Successful pulmonary administration of activated recombinant factor VII in diffuse alveolar hemorrhage
1 Department of Intensive Care ITA 4131, University Hospital of Copenhagen, Rigshospitalet, Blegdamsvej 9, DK 2100 Denmark
2 Department of Clinical Biochemistry, Gentofte University Hospital, Niels Andersens Vej 65, DK 2900 Hellerup, Denmark
3 Department of Internal Medicine/Vascular Medicine, Amsterdam Medical Center, De Boelelaan 1117, 1081 HV, Amsterdam, The Netherlands
4 Department of Hematology H, University Hospital of Copenhagen, Rigshospitalet, Blegdamsvej 9, DK 2100 Denmark
5 Department of Clinical Immunology, University Hospital of Copenhagen, Rigshospitalet, Blegdamsvej 9, DK 2100 Denmark
Critical Care 2006, 10:R177 doi:10.1186/cc5132Published: 21 December 2006
Diffuse alveolar hemorrhage (DAH) is a serious pulmonary complication seen in patients with autoimmune disorders and patients treated with chemotherapy or after hematopoietic stem cell transplantation. The clinical management of DAH is complex and the condition has a high mortality rate. Tissue factor is expressed in the lung alveoli during inflammation and therefore pulmonary administration of human recombinant activated factor VIIa (rFVIIa) could be a rational treatment option.

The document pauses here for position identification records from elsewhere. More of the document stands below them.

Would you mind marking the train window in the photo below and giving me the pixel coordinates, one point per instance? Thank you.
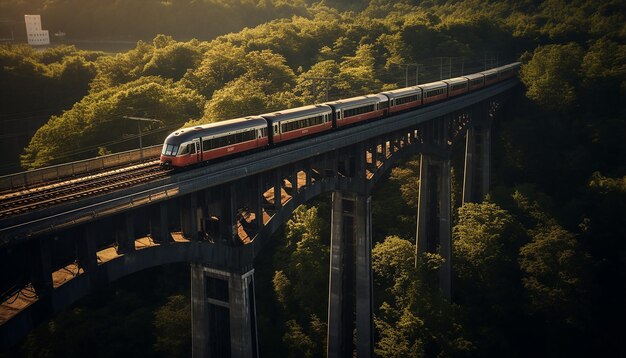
(407, 99)
(459, 86)
(359, 110)
(302, 123)
(436, 92)
(171, 149)
(184, 149)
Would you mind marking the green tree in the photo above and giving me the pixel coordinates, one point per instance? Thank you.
(172, 322)
(97, 120)
(551, 76)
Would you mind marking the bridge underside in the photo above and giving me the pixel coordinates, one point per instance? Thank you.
(220, 229)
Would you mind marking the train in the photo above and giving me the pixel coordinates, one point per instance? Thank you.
(194, 145)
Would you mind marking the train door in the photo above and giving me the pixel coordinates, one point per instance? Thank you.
(196, 150)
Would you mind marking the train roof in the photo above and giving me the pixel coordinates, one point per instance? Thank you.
(474, 76)
(455, 80)
(491, 71)
(433, 85)
(401, 92)
(310, 110)
(187, 134)
(357, 101)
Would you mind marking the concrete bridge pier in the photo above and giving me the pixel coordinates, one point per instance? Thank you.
(434, 216)
(350, 282)
(223, 313)
(476, 176)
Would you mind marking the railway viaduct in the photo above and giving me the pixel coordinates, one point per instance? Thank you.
(219, 217)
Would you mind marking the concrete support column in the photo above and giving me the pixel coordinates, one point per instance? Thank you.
(486, 160)
(468, 172)
(364, 316)
(159, 223)
(278, 184)
(125, 232)
(41, 265)
(189, 216)
(445, 234)
(434, 216)
(350, 282)
(228, 225)
(223, 313)
(422, 207)
(243, 331)
(86, 248)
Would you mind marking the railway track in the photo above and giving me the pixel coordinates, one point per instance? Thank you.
(47, 195)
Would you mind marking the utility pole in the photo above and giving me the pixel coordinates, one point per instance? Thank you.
(417, 74)
(406, 72)
(139, 120)
(440, 68)
(327, 79)
(462, 65)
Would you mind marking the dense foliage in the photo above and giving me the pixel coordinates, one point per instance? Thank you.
(541, 260)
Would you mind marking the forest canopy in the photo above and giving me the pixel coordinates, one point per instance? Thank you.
(539, 260)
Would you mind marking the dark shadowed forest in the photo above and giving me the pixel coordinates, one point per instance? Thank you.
(539, 266)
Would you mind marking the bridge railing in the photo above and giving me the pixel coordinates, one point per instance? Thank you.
(35, 176)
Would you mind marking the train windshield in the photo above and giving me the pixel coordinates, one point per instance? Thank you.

Six patients with acute, bronchoscopically confirmed DAH from a single intensive care unit university hospital center were included in the study of acute DAH in critically ill patients. The patients were treated with intrapulmonary administration of 50 μg/kg rFVIIa in 50 ml of sodium chloride by bronchoalveolar lavage (BAL) with 25 ml in each of the main bronchi, which was repeated after 24 hours in case of treatment failure.
An excellent response, defined as complete and sustained hemostasis after a single dose of rFVIIa, was seen in three patients. A good response, meaning that sustained hemostasis was achieved by a repeated rFVIIa administration, was seen in the remaining three patients. In one of these patients, the BAL treatment was repeated twice; in another patient, the second dose of rFVIIa was administered by nebulizer after extubation after the initial BAL. The hemostatic effect was statistically significant (p = 0.031). The oxygenation capacity, as reflected by the PaO2/FiO2 (arterial oxygen pressure/inspiratory fractional oxygen content) ratio, increased significantly (p = 0.024) in all six patients following the local rFVIIa therapy.
Symptomatic therapy of DAH after intrapulmonary administration of one or more doses of rFVIIa was found to have a good to excellent hemostatic effect in six consecutive patients with DAH. The intrapulmonary administration of rFVIIa seemed to have a high benefit-to-risk ratio. Larger series should confirm the safety of this approach.